I’ve only really begun appreciating just how much a 1M long context window is. It’s absolutely insane. I’ve done some work trying to see how many posts I can classify in one request and the amount that I can stuff into a request to Gemini is quite more than any other model.
I read about Stack Overflow partnering with OpenAI and had the same questions as everyone else, which is “what the heck does Stack Overflow get out of this?”, and it looks like probably not that much? Seems like a way to cash out on their data trove while it’s still worth something (and the answers aren’t all completely AI-generated junk). Understandably, Stack Overflow users are not happy and are deleting their answers.
Microsoft created generative AI for spies, apparently. Besides the “bloated US government” and “enterprise tech” jokes, my take is, “why the heck are you telling us what US spies have access to?”. Leave it to a Big Tech company to know what it’s like to not keep user data secret.
There’s a bit of hype around xLSTM as a modified souped-up scalable LSTM variant that’s able to scale in ways that transformers can’t. My understanding is that transformers won out for working better than LSTMs due to fixing problems around forgetting and attention windows, but at the expense of being drastically more complex. I guess what’s old is new again, and it’s good proof that having good knowledge of the fundamentals always pays off.
Sam Altman’s been on a wild publicity tour for GPT5, and OpenAI’s been making many moves as of late. GPT4 is already good and is SOTA, and GPT5 is supposed to blow it out of the water? That’ll be impressive.
Software engineering
Working with data from a scrappy startup such as Bluesky definitely makes me aware that I have to expect API changes that affect me to happen more often than not. I’ve been trying to lean into NoSQL databases as a result (I’ve started using MongoDB) and away from SQLite. I initially used SQLite to enforce strict schemas on ingestion but I realized that using Pydantic actually provides the same functionality but with much more flexibility. I’ve invested a lot of developer time in the past 2 weeks just going back and adding Pydantic models and it’s been a huge help. I’ve found so many silent bugs due to inconsistent fields, values having incorrect types, etc., and after adding the models I now have more confidence in the robustness of the ETL pipelines.
I’m looking forward to Bluesky implementing filtering on their firehose, which looks to be on their 2024 roadmap. Working with the entire firehose feels unwieldy, especially at scale. Anyone who wants to create a custom feed has to store their own copy of the firehose posts before adding filtering (since adding filtering first makes the firehose awfully slow). It’s OK for now and it makes sense that this has been on the wayside for now, they are a small team of devs after all. Looking forward to this going through.
Research
Stanford HAI published a recent think piece about their research on creating social media algorithms that promote social values, which is (somewhat) related to what I’m working on. I think this is a step towards work that acknowledges that social media algorithms are never going to truly be neutral. Even if you’re optimizing for engagement, you’re explicitly prioritizing content that is more engaging, rather than “socially rewarding”. The paper is interesting, and I’m curious to see where they take the research next. It looks like their research encountered problems similar to those that I’ve encountered in mine, and they address it in different ways that I’m making note of and will definitely consider.

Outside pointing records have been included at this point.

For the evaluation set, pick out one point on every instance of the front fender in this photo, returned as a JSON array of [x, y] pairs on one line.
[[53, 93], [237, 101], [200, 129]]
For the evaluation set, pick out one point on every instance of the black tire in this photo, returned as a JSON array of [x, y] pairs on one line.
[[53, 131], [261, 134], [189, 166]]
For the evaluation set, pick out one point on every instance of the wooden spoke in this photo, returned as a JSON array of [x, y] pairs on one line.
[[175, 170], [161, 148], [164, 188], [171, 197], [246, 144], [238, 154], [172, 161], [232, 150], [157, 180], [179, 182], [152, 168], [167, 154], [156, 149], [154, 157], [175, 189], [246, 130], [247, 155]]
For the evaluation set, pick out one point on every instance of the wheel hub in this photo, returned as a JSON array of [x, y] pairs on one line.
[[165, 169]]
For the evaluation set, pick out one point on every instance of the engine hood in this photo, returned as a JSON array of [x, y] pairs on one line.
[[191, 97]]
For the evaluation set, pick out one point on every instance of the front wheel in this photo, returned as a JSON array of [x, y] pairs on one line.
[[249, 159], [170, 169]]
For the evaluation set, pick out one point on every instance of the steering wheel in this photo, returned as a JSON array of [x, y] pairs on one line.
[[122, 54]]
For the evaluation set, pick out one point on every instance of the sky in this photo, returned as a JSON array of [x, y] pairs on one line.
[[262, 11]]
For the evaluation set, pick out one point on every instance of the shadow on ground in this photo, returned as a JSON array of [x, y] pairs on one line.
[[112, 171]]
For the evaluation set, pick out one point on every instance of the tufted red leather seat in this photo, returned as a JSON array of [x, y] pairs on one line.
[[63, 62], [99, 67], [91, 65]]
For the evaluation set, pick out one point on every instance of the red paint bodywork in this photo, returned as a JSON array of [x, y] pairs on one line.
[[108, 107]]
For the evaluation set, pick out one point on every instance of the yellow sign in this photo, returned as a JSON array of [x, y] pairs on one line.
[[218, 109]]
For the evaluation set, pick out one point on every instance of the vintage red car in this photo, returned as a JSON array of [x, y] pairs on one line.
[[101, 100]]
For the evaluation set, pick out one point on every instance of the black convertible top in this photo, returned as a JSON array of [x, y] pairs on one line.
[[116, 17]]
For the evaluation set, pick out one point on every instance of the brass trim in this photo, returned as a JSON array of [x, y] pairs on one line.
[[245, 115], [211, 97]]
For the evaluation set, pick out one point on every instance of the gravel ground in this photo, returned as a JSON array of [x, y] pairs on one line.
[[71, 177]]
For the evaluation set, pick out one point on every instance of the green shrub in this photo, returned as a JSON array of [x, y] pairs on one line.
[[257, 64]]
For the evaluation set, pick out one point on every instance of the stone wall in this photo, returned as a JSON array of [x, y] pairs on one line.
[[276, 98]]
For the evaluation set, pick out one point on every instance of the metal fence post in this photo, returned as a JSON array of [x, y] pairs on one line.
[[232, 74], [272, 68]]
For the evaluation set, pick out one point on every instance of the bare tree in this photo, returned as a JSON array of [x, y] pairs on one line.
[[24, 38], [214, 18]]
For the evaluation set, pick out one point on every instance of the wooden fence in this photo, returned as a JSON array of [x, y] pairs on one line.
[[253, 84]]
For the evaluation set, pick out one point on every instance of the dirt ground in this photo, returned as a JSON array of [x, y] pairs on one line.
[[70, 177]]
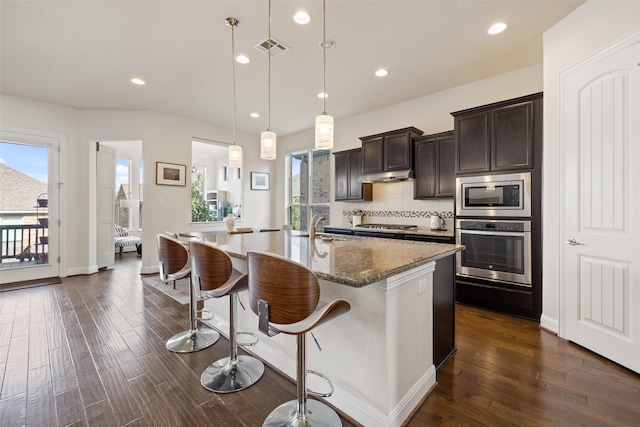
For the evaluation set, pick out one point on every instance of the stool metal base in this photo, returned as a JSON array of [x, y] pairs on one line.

I finally got to read up on the Bluesky technical paper, and even though a lot of the protocol and decentralization content was beyond my wheelhouse, it was nice to read a technical systems overview of a codebase that I’ve worked pretty extensively with as a consumer.
I’ve read up on how researchers detect toxicity online, and it seems like we do well in defining what type of content we don’t want online, such as toxic or hateful speech. But it looks like there’s been a bit (and increasing over time) amount of work on defining what type of content we want more online. The Stanford paper is one example, and another example is this paper on classifying constructive speech. This has had me down a rabbit hole of reading papers on constructive speech as well as learning about what constitutes “unhealthy” speech.
I think that bridging algorithms are an interesting approach towards resolving polarization. The idea makes sense in theory, but it seems like there’s still some work in how to apply it in practice. I’ll have to read up more on it; admittedly I’m not as aware of the theory as I’d like. Google Jigsaw published an interesting paper on the effects of upranking content in feed algorithms based on prosocial attributes.
Personal
My daily question streak with my girlfriend on the Agape app has reached 117 days! It’s been a good daily practice, one of many that we do to make sure that our relationship gets the attention that it deserves, even amongst the daily routines of life. It would be at ~200 days now, except for the fact that I missed one day because I was on a plane from America to the Philippines (note to future self: plan ahead!).
I’m ~50% through Living Life Backward. It’s been a really profound book and has caused me to interpret Ecclesiastes in a very different light. I do agree with its premise, which is that you won’t truly appreciate life until you meditate on not only its finiteness, but also in the fact that all of our labors will wither away. It’s a perspective that is both daunting but also relieving. It’s gotten me to think about doing the right thing just for the sake of doing it in the first place. This blog post explains it well: the joy of life is much easier to appreciate when we’re mindful of death.
I’ve officially been a Reverend for 1 year! I am certified to officiate weddings (in Las Vegas).